Таков был ироничный ритуал: всякий раз, избежав опасности, все трое выражали притворное разочарование.
– Мимо!
– Жаль!
Так они смаковали эту победу – свою победу, не Германии, – в очередной раз оставшись в живых.
Адольф радовался, ничему не удивляясь. Каждый вечер он видел, как солдаты ударялись в иррациональное, молились, крестились, произносили заклинания, трогали свои амулеты и талисманы перед боем; он же больше ни во что не верил. Все воля случая. Случаю не молятся. Все, что происходит, случайно. Тебя случайно зачисляют в такой-то полк. Ты случайно оказываешься в десяти метрах или в двух сантиметрах от снаряда. Случайно рождаешься. Случайно умираешь. Ни во что не веря, Адольф ничего больше не ждал. Каждую ночь его тело само реагировало на события, рефлекторно пригибаясь перед опасностью. Адольф давал волю своему телу, зная, что разум ему ни к чему. У него осталась только одна доктрина: равнодушие.
Бернштейн и Нойманн разделяли его философию.

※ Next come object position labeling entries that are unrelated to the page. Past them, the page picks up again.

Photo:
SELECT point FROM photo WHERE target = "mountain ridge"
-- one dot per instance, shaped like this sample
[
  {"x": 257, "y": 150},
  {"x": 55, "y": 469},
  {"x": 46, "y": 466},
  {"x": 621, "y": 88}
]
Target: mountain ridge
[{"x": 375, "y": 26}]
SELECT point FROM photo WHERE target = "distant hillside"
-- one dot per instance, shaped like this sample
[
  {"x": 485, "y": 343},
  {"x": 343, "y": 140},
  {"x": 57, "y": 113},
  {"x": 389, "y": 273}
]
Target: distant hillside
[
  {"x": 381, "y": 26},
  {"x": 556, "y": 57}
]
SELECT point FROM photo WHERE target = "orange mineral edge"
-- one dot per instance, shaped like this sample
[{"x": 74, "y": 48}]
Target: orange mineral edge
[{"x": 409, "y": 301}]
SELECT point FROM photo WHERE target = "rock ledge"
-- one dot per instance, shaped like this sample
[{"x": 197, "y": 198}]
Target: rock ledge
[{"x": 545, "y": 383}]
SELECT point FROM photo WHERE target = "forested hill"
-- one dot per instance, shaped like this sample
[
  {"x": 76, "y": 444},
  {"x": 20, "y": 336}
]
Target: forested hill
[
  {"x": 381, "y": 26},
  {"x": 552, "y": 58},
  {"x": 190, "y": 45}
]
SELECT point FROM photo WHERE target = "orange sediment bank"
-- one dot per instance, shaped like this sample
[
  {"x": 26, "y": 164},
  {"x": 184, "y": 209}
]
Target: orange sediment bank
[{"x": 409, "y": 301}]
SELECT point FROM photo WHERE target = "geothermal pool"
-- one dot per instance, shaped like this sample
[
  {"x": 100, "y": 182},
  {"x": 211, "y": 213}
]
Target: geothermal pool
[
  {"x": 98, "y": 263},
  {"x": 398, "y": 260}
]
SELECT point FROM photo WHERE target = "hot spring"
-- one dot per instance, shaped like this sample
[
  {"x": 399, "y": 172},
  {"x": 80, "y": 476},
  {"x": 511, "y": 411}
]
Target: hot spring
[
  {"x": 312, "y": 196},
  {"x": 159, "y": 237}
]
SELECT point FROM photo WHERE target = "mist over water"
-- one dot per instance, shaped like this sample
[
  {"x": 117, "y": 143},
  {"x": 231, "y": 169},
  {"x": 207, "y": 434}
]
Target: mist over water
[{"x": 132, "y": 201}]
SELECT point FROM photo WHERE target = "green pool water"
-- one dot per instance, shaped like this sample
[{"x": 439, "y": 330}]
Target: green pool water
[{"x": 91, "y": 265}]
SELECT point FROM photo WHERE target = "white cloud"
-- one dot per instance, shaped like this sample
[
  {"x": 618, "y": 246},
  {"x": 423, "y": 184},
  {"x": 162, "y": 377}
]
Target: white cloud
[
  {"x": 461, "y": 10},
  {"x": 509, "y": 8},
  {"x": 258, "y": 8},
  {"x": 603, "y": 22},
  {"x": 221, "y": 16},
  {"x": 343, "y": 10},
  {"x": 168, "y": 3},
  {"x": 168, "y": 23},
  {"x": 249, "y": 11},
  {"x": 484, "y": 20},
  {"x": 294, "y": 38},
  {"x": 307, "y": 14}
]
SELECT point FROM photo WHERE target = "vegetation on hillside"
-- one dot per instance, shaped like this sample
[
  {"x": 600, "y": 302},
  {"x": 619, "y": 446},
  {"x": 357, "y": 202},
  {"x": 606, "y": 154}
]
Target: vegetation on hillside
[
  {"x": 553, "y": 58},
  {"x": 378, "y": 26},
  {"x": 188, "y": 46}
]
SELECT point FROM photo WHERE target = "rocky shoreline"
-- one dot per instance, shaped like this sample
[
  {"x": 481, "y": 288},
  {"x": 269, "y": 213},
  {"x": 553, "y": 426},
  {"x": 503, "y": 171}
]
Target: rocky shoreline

Они погрузились в пучину фатализма. Будь что будет; они ничего больше не ждали. Отчаяние, да, но от надежды было бы еще больнее. Только с этим отчаянием, холодным, гибким, приспособленным, и можно было жить.
– Мимо.
– Жаль.
Накануне Адольф впервые поссорился с Бернштейном и Нойманном. И это на тот момент показалось ему страшнее, чем война.
Во время атаки Адольф взял пленного. Своего первого пленного. Девятнадцатилетний юноша упал перед ним на колени, и Адольф, не понимавший по-французски ни слова, все-таки уловил, что враг просит пощады. У Адольфа был выбор; он мог расстрелять его на месте. Но большая разница – стрелять в далекие тени и убить в упор человека, чьи глаза вас молят, чье живое дыхание мешается с вашим. Адольф сдался. Другой солдат на его месте, наверно, поступил бы так же, но по иной причине: за каждого пленного полагалась премия. Адольф же пощадил его, потому что артиллерист больше не представлял опасности, и на этом кончался его кодекс бойца.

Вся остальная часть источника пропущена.